Can someone explain to me what's the problem? I have very little knowledge of Linux kernel, but I'm curious. I've tried reading a little, but it's jargon over jargon.

alienchow 11 hours ago | parent | next [-]

I'm not familiar with the jargon either, but based on some reading it comes down to how the latest kernel treats process preempts.

Postgres uses spinlocks to hold shared memory for very critical processes. Spinlocks are an infinite loop with no sleep to attempt to hold a lock, thus "spinning". Previous kernels allowed spinlocking processes to run with PREEMPT_NONE. This flag tells the kernel to let the locking process complete their work before doing anything. Now the latest kernel removed this functionality and is interrupting spinlocking processes. So if a process that is holding a lock gets interrupted, all other postgres spinlocks processes that need the same lock spin in place for way longer times, leading to performance degradation.

anal_reactor 10 hours ago | parent [-]

Why does it only appear on arm64 and not x86?

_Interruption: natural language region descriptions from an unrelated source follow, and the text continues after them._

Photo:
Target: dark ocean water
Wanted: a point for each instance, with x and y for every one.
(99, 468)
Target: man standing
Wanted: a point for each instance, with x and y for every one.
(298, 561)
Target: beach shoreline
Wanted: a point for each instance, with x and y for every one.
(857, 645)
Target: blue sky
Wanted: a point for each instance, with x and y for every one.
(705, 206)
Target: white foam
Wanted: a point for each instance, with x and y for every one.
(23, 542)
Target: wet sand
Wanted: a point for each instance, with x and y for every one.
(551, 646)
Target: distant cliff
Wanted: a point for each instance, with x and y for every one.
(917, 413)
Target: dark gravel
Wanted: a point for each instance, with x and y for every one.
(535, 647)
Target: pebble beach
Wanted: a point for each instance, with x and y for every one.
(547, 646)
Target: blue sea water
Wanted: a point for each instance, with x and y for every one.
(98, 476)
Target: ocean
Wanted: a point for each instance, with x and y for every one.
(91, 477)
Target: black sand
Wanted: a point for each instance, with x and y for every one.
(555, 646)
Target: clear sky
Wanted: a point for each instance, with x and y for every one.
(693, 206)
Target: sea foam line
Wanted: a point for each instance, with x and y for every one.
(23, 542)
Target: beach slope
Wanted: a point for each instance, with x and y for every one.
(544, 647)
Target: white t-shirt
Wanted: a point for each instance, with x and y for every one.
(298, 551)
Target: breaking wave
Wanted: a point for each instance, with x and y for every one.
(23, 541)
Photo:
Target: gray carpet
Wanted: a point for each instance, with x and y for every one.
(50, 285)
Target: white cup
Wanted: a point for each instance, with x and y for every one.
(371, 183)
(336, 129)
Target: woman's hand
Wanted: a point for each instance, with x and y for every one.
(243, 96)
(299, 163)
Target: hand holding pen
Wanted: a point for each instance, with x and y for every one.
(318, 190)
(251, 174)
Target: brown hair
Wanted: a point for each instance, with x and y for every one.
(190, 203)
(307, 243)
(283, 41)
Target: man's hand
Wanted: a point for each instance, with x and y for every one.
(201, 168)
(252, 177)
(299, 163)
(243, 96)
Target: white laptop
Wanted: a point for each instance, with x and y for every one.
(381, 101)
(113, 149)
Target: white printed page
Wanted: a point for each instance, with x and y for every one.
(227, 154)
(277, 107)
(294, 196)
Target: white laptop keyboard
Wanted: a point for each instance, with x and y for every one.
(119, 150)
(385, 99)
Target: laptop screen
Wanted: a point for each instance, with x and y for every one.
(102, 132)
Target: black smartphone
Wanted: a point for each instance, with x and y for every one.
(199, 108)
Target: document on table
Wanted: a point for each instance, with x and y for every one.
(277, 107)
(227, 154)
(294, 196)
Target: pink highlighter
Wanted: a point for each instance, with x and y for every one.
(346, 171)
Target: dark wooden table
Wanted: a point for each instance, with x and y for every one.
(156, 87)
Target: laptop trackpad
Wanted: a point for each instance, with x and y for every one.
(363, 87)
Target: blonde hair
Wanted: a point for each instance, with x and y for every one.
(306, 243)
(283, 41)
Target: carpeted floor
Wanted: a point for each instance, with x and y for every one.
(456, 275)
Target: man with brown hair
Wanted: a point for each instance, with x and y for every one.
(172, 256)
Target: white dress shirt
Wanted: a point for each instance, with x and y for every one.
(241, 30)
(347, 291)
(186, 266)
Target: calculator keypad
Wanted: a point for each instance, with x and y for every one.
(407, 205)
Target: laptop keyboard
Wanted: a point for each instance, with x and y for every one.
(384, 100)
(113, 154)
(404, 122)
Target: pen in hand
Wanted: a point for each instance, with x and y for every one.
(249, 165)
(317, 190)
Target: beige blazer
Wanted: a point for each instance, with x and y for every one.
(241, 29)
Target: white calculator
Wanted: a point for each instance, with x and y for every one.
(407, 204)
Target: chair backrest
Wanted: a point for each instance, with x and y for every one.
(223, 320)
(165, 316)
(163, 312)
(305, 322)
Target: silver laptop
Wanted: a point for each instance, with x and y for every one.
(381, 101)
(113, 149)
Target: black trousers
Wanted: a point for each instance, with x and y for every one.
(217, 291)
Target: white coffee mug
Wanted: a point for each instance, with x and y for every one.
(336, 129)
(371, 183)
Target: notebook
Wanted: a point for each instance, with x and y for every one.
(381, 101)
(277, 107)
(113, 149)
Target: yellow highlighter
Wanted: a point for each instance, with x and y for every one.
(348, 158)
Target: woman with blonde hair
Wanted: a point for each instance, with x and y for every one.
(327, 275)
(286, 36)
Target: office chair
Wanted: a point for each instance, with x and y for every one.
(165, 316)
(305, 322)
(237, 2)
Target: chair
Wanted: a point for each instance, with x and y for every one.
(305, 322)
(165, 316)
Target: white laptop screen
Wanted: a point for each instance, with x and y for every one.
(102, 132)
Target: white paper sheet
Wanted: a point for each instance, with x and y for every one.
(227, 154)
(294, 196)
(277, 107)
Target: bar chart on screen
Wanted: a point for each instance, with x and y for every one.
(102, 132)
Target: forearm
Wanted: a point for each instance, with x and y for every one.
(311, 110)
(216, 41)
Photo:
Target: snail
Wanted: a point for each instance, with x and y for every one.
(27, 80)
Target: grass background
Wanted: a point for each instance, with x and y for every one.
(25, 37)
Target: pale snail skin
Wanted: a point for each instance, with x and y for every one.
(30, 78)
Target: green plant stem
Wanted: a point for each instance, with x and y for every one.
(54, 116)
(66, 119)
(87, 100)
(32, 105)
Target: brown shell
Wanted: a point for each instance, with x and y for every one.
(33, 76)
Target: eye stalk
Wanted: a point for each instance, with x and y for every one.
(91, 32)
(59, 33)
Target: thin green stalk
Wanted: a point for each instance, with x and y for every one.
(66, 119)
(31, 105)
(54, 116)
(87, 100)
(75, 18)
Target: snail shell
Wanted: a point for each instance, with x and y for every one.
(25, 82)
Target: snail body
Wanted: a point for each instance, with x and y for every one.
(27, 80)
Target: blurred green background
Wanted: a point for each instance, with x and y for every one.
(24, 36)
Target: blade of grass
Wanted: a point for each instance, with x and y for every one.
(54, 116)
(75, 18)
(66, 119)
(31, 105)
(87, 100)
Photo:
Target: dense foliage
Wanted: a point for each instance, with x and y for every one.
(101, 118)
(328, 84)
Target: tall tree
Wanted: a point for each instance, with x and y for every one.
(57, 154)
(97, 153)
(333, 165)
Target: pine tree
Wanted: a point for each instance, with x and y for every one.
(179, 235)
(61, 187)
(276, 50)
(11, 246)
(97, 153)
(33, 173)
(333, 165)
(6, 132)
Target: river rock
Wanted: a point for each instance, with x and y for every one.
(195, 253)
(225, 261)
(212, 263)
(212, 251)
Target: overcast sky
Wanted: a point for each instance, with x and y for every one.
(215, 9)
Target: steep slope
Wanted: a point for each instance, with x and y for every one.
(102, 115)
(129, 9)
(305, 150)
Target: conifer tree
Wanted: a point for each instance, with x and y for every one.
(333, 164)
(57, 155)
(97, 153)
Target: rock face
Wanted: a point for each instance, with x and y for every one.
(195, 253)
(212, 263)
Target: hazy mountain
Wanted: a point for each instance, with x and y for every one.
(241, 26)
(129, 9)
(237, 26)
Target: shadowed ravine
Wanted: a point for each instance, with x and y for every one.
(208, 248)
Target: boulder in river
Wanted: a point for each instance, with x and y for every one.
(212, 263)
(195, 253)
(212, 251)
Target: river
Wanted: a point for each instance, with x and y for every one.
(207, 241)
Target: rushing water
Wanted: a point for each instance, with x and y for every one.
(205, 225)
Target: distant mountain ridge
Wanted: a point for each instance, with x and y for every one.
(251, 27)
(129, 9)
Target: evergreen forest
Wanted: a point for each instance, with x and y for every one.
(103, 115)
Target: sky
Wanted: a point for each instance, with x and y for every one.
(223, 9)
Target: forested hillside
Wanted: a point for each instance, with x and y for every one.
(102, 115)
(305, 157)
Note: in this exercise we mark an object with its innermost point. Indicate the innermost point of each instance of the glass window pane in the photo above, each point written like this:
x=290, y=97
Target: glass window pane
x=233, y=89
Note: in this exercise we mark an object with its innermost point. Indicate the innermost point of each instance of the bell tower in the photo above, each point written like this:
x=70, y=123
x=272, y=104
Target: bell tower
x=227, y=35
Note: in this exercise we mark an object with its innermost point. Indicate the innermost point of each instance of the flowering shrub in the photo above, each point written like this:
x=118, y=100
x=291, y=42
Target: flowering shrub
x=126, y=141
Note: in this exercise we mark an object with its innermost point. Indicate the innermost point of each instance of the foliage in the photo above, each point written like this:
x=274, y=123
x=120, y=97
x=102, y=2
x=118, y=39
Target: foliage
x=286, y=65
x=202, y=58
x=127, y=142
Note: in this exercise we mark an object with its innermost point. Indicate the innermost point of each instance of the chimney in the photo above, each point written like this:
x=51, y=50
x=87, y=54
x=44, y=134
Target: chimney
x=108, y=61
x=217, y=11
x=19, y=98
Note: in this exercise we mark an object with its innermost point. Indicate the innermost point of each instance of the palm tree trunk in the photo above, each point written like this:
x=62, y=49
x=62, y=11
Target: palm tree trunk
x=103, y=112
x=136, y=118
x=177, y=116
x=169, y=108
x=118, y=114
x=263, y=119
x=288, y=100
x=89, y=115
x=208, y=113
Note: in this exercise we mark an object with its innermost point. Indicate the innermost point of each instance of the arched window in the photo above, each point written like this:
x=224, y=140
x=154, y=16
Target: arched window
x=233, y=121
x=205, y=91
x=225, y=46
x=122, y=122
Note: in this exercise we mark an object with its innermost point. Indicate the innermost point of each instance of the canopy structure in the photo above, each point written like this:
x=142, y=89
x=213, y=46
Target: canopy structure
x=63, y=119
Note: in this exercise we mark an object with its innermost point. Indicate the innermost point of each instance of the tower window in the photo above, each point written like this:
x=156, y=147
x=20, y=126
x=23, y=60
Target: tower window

adrian_b 10 hours ago | parent [-]

It was not architecture-related. Not using huge pages also reproduced the regression on x86.

I do not know why using huge pages mitigates the regression, but it could be just because when the application uses huge pages it uses spinlocks much less frequently so the additional delays do not accumulate enough to cause a significant performance reduction.

tux3 9 hours ago | parent [-]

The problem is the spinlock being interrupted by a minor fault (you're touching a page of memory for the first time, and the kernel needs to set it up the first time it's actually used)

If your pages are 1GB instead of 4kB, this happens much less often.

tijsvd 10 hours ago | parent | prev [-]

From what I understand in the follow up: postgres uses shared memory for buffers. This shared memory is read by a new connection while locked.

In postgres, connections are handled with a process fork, not a new thread. If such a fork first reads memory, even if it already exists, that causes a minor page fault, which goes back to the kernel so it can update memory mapping tables.

The operation under lock is only a few instructions, but if it takes longer than expected, then that causes lock contention. Regression in the kernel handling minor faults?

The whole thing is then made worse because it's a spinlock, causing all waiting processes to contend over the cpus which adds to kernel processing.

Mitigated by using huge pages, which dramatically reduces the number of mapping entries and faults. I reckon that it could also be mitigated in postgres by pre-faulting all shared memory early?